The last straw seemed to come when powerful Robert Moses, Parks Commissioner for the City of New York, insisted on pointing O’Malley out of Brooklyn to Flushing Meadows, Queens to land that O’Malley and his highly-regarded engineer Capt. Emil Praeger had rejected years earlier because of its poor foundation.1
The announcement that the Dodgers were drafting the Los Angeles territory on October 8, 1957, following the L.A. City Council’s approval of a contract with O’Malley and the Dodgers, set the wheels in motion for the significant westward expansion of major league baseball. While the Dodgers were heading to Los Angeles, the New York Giants had announced on August 19, 1957 that they were already moving to San Francisco for the 1958 season.
Horace Stoneham, owner of the Giants, had previously decided to relocate to Minneapolis. However, O’Malley suggested to Stoneham that he reconsider San Francisco. O’Malley even helped arrange a meeting at New York’s Hotel Lexington between San Francisco Mayor George Christopher and Stoneham to discuss possible terms of an agreement.

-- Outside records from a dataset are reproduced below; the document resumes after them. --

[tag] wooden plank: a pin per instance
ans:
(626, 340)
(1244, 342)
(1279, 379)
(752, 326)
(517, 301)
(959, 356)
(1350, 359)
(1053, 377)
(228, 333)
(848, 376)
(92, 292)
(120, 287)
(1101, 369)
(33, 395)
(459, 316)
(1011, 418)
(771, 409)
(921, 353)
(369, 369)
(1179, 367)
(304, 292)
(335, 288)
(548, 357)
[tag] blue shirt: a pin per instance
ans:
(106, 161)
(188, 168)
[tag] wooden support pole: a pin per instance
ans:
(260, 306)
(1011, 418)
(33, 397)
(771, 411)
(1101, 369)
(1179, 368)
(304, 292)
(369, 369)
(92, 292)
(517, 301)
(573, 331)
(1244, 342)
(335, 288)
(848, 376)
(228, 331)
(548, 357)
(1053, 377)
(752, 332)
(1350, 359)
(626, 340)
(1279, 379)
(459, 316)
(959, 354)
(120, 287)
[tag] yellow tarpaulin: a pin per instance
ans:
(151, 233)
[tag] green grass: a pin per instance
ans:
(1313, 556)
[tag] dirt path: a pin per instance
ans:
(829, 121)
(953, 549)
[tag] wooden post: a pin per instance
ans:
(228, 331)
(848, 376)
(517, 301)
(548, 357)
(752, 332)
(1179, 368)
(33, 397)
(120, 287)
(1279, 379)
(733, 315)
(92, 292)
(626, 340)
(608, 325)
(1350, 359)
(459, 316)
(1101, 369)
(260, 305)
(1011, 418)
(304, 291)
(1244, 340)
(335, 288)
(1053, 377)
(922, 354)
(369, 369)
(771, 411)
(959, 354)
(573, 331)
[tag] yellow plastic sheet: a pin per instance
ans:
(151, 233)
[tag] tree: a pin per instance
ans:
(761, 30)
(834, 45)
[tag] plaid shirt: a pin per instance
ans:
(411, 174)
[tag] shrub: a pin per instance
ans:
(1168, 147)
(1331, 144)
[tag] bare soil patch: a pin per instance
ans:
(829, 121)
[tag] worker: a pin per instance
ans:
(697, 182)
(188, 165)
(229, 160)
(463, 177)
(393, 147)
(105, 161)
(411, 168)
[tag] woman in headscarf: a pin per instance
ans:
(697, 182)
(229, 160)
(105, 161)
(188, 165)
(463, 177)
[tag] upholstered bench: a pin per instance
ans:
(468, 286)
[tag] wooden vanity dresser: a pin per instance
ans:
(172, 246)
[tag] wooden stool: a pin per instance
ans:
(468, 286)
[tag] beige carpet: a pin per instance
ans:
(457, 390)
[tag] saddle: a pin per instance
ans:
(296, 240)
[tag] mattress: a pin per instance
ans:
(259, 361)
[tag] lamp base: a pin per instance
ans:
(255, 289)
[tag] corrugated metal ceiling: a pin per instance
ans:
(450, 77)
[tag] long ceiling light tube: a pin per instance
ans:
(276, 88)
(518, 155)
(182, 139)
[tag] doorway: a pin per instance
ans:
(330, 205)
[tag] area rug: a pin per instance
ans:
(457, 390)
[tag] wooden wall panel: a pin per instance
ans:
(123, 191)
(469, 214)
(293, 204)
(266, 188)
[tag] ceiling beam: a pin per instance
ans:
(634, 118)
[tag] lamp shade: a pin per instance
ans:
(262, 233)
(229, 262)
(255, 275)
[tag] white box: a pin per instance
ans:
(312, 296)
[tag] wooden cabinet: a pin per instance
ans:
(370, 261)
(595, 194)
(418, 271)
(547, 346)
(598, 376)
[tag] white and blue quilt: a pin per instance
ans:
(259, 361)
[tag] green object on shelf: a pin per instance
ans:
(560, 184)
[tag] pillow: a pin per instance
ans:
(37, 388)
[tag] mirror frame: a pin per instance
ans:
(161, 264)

San Francisco voters had agreed to fund a municipal stadium, while Los Angeles voters turned down a proposition to subsidize a stadium in May 1955, long before the Dodgers considered Los Angeles. But, that was more than acceptable to O’Malley, who had made it clear that he desired to design, build, privately finance and maintain his dream baseball stadium. O’Malley saved the newspaper clipping of the decision of L.A. voters in his files.